What changed for learners and tutors

  • Learners find the oral format more natural. Many feel more confident explaining their knowledge, including learners whose first language is not English.
  • Reasoning becomes more visible for tutors. With responses delivered in real time, learners must explain, justify and connect ideas without editing. Follow-up prompts often push them deeper than a written task might, creating stronger evidence of their capability.
  • Structured questions keep things consistent. Rubric criteria are aligned to learners’ answers and are reflected in the agent’s summary.
  • Transcripts and audio recordings make moderation easier as tutors can see how answers were reached.
  • AI-supported oral assessments are more efficient. They reduce time spent producing written material.

Importantly, human judgement remains central. Fruition has a fully moderated model: tutors review transcripts and/or audio and still make the final decision on outcomes. The AI technology structures and captures evidence. It does not replace professional judgement.

As Tiffany Andrews, Academic Manager at Fruition Horticulture, explains:

“For us, this isn’t about replacing written assessment with technology. It’s about designing assessment that genuinely captures learner thinking. The oral format challenges learners to explain, justify, and connect their ideas in real time, which gives us clearer evidence of authentic understanding and applied capability.

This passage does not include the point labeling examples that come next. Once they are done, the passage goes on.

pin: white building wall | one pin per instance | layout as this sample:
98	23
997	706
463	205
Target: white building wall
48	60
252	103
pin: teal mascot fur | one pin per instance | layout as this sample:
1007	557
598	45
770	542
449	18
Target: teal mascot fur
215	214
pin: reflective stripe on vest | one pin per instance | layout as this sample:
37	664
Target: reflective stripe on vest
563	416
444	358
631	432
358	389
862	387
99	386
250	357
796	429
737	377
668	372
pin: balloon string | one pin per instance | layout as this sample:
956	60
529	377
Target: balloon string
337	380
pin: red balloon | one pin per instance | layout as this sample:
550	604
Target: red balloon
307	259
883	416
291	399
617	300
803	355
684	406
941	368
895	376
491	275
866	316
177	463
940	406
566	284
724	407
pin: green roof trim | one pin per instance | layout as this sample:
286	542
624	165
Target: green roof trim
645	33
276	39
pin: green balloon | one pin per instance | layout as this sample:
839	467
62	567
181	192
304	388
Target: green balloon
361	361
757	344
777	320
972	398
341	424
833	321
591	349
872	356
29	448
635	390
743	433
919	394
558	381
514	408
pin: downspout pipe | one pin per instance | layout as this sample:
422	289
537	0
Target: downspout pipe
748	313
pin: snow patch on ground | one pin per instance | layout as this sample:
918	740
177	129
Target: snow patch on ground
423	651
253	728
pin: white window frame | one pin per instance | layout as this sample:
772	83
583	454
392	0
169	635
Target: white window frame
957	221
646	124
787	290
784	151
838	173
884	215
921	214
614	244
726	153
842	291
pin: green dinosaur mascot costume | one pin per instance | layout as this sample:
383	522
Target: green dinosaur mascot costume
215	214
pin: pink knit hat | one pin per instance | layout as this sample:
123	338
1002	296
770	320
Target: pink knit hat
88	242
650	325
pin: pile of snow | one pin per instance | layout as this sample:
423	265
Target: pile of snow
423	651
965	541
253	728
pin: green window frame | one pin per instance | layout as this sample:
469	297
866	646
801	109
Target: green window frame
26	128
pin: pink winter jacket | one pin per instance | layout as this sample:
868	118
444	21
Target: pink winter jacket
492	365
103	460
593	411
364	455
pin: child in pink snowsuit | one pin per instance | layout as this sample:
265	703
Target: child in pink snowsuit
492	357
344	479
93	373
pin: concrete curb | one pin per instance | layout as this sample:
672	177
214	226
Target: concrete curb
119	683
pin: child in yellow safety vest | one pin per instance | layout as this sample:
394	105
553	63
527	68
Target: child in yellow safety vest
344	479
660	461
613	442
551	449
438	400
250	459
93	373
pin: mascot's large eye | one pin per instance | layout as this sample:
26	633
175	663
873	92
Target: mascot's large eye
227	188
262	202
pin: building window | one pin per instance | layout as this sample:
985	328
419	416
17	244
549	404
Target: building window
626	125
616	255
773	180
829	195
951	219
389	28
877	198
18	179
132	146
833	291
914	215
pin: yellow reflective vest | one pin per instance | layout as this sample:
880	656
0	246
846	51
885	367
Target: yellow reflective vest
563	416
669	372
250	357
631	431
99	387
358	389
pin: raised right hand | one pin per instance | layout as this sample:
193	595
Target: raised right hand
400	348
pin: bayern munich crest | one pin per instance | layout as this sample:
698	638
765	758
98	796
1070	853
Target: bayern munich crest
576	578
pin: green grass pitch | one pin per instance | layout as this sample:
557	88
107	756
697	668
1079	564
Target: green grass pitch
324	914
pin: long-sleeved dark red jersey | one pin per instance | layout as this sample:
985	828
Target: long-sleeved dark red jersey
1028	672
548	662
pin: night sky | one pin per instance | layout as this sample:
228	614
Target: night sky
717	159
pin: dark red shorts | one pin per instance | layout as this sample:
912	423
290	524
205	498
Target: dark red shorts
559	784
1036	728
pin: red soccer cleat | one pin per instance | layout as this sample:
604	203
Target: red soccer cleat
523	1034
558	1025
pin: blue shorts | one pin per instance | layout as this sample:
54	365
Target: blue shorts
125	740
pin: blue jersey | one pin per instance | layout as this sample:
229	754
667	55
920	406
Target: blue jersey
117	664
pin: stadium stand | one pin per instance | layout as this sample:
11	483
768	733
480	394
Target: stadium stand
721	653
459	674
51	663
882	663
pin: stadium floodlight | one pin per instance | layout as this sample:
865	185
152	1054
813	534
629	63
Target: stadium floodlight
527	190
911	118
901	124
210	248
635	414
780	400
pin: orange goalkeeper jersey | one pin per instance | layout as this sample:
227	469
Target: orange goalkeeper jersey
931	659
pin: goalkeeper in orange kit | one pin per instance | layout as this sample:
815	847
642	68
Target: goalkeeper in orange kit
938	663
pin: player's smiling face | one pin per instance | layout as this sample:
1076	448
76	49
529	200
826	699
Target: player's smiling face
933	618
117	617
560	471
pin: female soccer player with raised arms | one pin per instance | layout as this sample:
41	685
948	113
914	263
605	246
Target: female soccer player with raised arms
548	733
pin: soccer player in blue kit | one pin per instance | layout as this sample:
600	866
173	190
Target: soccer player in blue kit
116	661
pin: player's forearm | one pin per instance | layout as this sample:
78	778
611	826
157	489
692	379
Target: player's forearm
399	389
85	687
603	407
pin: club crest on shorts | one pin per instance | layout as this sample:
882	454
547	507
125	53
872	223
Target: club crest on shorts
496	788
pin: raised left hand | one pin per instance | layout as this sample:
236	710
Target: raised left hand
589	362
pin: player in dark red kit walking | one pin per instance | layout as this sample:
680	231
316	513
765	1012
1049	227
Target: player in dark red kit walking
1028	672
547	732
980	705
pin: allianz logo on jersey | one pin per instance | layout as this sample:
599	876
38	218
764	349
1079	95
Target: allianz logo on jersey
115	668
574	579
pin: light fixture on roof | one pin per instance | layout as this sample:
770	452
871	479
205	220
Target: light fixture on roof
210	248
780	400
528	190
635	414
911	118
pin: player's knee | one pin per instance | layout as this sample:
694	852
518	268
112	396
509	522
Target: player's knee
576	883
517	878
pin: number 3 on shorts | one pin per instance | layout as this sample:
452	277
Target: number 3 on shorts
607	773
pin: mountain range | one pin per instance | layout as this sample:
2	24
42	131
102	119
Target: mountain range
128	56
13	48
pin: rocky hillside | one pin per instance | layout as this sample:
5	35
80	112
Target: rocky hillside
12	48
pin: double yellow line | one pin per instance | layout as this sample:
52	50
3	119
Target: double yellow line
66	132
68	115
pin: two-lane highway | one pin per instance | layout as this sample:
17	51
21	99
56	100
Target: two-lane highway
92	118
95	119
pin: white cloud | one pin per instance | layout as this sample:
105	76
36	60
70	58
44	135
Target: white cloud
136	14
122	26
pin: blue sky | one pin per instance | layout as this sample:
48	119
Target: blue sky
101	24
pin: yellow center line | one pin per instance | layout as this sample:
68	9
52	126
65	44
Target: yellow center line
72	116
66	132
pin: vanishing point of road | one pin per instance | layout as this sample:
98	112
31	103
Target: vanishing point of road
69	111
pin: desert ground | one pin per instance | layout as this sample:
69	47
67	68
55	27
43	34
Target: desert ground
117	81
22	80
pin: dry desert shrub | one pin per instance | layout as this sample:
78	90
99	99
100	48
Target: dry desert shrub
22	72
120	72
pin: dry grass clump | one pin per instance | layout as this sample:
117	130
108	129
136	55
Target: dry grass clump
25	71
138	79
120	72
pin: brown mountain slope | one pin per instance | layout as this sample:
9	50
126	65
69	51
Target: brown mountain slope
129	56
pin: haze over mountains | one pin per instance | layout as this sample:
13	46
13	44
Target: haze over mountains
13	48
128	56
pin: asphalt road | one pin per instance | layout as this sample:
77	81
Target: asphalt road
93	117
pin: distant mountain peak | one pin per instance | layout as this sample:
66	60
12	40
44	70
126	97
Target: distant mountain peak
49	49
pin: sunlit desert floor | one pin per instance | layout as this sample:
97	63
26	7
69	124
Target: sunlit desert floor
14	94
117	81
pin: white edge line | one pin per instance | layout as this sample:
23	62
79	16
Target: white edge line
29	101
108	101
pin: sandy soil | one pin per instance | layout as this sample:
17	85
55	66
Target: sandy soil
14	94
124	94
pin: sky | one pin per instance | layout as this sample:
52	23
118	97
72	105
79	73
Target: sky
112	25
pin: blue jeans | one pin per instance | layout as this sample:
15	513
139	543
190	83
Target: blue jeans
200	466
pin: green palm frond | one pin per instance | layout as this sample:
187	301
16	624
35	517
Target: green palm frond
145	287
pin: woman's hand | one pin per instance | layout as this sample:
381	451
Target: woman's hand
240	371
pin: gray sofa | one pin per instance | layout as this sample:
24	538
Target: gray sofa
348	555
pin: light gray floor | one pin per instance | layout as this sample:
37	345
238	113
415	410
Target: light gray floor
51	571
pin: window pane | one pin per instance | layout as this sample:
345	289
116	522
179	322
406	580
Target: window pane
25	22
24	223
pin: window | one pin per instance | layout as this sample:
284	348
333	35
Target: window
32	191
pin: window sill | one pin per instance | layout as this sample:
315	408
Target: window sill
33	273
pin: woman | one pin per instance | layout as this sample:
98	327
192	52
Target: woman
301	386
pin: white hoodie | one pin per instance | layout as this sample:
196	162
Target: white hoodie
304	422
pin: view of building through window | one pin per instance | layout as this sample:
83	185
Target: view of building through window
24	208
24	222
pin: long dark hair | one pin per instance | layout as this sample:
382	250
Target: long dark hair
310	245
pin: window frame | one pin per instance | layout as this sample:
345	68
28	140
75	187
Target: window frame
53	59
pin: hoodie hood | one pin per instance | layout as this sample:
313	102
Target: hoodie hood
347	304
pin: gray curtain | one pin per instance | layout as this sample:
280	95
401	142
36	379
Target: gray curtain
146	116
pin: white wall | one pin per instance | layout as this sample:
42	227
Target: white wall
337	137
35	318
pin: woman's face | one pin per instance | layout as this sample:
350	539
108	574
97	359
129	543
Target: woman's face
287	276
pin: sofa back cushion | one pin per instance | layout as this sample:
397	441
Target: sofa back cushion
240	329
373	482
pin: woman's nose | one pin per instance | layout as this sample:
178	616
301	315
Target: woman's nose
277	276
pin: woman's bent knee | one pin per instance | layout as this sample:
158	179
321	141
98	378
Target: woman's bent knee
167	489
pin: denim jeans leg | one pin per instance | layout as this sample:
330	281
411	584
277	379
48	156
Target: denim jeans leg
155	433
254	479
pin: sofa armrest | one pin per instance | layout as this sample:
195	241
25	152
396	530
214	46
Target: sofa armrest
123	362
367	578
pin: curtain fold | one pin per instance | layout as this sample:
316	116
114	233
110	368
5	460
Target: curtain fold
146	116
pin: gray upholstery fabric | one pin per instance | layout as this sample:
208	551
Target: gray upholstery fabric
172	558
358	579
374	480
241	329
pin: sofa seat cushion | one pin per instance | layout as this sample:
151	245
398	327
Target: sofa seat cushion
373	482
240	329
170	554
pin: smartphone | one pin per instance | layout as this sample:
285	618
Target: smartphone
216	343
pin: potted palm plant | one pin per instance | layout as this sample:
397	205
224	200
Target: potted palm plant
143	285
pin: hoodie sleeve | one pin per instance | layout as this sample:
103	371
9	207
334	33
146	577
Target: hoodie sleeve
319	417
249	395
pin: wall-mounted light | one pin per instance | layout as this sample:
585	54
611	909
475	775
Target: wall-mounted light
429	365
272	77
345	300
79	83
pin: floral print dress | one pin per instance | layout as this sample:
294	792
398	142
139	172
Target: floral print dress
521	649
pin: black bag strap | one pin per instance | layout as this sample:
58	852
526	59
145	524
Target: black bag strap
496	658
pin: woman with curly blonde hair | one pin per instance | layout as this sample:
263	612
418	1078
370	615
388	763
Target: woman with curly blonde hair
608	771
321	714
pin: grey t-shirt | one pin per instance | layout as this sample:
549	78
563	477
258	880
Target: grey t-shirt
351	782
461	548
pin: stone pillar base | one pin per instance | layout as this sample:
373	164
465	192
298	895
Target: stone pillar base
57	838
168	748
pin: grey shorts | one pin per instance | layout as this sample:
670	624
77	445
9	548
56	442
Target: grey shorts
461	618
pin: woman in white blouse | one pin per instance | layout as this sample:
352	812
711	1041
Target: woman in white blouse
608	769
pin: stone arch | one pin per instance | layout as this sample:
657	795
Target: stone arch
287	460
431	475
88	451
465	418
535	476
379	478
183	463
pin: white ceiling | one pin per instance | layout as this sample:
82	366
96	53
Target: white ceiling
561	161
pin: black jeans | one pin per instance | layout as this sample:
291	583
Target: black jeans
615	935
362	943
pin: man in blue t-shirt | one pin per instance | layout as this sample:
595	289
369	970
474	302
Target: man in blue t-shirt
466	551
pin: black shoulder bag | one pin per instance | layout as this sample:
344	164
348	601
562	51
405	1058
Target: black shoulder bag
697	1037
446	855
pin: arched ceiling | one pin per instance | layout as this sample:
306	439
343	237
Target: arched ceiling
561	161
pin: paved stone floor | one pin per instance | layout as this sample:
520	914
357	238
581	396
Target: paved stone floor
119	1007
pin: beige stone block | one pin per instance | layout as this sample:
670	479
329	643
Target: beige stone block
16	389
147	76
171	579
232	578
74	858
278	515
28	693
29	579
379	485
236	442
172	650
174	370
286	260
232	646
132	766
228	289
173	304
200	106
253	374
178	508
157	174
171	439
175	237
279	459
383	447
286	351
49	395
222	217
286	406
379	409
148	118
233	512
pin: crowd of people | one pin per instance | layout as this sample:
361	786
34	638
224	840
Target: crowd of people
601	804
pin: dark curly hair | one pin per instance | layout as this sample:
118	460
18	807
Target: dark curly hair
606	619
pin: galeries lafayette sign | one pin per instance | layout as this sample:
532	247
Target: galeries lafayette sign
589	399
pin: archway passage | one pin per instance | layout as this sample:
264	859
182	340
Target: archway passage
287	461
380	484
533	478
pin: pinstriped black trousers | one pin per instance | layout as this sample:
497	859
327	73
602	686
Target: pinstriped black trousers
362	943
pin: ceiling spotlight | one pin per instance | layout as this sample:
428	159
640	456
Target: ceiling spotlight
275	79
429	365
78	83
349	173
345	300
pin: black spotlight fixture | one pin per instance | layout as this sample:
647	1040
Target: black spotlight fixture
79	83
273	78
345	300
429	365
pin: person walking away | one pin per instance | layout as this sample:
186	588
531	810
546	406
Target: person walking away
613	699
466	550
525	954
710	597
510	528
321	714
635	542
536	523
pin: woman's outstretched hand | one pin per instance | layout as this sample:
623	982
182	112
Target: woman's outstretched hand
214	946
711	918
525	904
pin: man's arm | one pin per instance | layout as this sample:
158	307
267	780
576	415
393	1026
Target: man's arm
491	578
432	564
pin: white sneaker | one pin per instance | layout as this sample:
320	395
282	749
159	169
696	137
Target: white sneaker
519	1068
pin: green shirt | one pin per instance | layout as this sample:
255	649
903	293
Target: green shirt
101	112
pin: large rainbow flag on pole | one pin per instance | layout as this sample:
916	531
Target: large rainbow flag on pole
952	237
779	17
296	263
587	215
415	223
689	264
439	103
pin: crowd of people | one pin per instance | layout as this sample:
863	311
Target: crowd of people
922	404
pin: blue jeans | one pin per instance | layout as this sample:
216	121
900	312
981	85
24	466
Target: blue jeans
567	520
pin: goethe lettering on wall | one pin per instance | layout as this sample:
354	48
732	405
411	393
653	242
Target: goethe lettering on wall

Importantly, tutors remain central to the process: professional judgement and robust moderation are non-negotiable.”

Assessments redesigned

Fruition did not adopt AI to automate assessment. They adopted it to improve it.

Structured oral assessments do not reduce robustness. They are more inclusive, show learners’ real thinking quicker, and strengthen moderation.

After being trained, tutors are now building and running assessment agents themselves on the Vocina platform. The approach is scalable and adaptable across courses.

At Fruition, oral AI assessment has moved from pilot to everyday practice because it delivers clearer evidence of understanding while keeping tutors’ oversight in place.